What I didn’t count on when I took the job was that it was also a ministry. Because I drove the night shift, my cab became a rolling confessional. Passengers would climb in, sit behind me in total anonymity and tell me of their lives. We were like strangers on a train, the passengers and I, hurtling through the night, revealing intimacies we would never have dreamed of sharing during the brighter light of day. I encountered people whose lives amazed me, ennobled me, made me laugh and made me weep.

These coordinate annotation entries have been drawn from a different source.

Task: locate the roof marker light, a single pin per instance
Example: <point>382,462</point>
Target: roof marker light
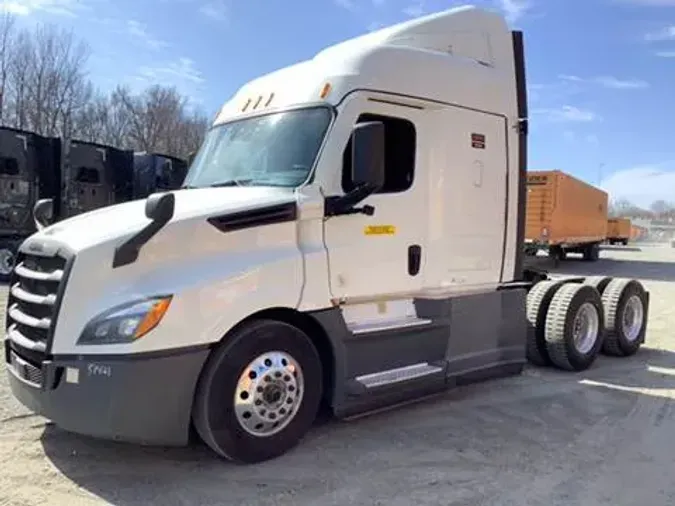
<point>325,90</point>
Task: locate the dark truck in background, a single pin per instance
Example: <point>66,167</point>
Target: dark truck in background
<point>52,180</point>
<point>95,176</point>
<point>154,172</point>
<point>29,170</point>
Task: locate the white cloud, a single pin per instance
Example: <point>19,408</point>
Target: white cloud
<point>514,10</point>
<point>182,70</point>
<point>572,136</point>
<point>28,7</point>
<point>217,10</point>
<point>644,184</point>
<point>415,9</point>
<point>346,4</point>
<point>592,139</point>
<point>567,113</point>
<point>139,32</point>
<point>608,82</point>
<point>667,33</point>
<point>651,3</point>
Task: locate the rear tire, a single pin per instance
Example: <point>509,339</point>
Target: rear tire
<point>625,302</point>
<point>259,392</point>
<point>574,327</point>
<point>592,253</point>
<point>598,282</point>
<point>538,300</point>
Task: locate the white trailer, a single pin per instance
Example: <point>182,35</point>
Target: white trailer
<point>350,234</point>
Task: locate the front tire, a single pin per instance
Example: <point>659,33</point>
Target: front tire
<point>259,392</point>
<point>626,315</point>
<point>8,249</point>
<point>575,327</point>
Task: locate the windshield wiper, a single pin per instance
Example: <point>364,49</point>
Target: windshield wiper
<point>231,182</point>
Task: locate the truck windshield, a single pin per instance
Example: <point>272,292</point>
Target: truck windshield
<point>277,149</point>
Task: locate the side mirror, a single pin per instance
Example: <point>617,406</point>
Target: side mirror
<point>159,207</point>
<point>43,213</point>
<point>368,154</point>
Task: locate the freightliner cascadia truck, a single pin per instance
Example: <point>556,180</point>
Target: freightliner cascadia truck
<point>349,236</point>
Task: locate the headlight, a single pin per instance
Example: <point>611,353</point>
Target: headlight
<point>126,323</point>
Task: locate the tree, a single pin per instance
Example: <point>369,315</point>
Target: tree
<point>44,88</point>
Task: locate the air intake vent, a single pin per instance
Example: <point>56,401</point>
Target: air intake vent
<point>255,217</point>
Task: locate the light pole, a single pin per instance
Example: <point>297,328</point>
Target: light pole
<point>600,173</point>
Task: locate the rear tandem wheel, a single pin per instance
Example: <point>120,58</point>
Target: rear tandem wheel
<point>570,323</point>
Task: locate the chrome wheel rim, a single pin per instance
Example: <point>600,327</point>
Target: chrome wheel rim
<point>585,327</point>
<point>269,393</point>
<point>632,318</point>
<point>6,261</point>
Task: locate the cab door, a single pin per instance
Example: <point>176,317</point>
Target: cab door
<point>382,255</point>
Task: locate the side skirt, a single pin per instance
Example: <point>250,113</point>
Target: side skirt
<point>392,353</point>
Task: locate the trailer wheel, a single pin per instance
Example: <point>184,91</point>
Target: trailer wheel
<point>598,282</point>
<point>574,327</point>
<point>538,300</point>
<point>7,253</point>
<point>259,392</point>
<point>592,253</point>
<point>626,316</point>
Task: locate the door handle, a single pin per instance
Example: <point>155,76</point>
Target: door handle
<point>414,259</point>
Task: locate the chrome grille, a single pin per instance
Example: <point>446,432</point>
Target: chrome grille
<point>33,295</point>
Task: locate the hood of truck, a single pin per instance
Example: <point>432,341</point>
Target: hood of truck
<point>121,220</point>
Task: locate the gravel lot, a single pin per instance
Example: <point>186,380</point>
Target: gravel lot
<point>545,438</point>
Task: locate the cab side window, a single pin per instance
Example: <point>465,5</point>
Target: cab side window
<point>399,159</point>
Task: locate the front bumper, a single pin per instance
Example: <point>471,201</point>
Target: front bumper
<point>135,398</point>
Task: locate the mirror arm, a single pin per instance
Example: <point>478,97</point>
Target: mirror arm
<point>345,204</point>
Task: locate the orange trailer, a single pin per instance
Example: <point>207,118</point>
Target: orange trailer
<point>564,215</point>
<point>618,231</point>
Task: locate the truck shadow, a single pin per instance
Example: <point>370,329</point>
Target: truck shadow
<point>461,434</point>
<point>639,269</point>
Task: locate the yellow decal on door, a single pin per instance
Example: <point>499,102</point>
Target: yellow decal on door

And none of those lives touched me more than that of a woman I picked up late on a warm August night. I was responding to a call from a small brick fourplex in a quiet part of town. I assumed I was being sent to pick up some partiers, or someone who had just had a fight with a lover, or someone going off to an early shift at some factory for the industrial part of town. When I arrived at the address, the building was dark except for a single light in a ground-floor window. Under these circumstances, many drivers would just honk once or twice, wait a short minute, then drive away. Too many bad possibilities awaited a driver who went up to a darkened building at 2:30 in the morning.
But I had seen too many people trapped in a life of poverty who depended on the cab as their only means of transportation. Unless a situation had a real whiff of danger, I always went to the door to find the passenger. It might, I reasoned, be someone who needs my assistance. Would I not want a driver to do the same if my mother or father had called for a cab?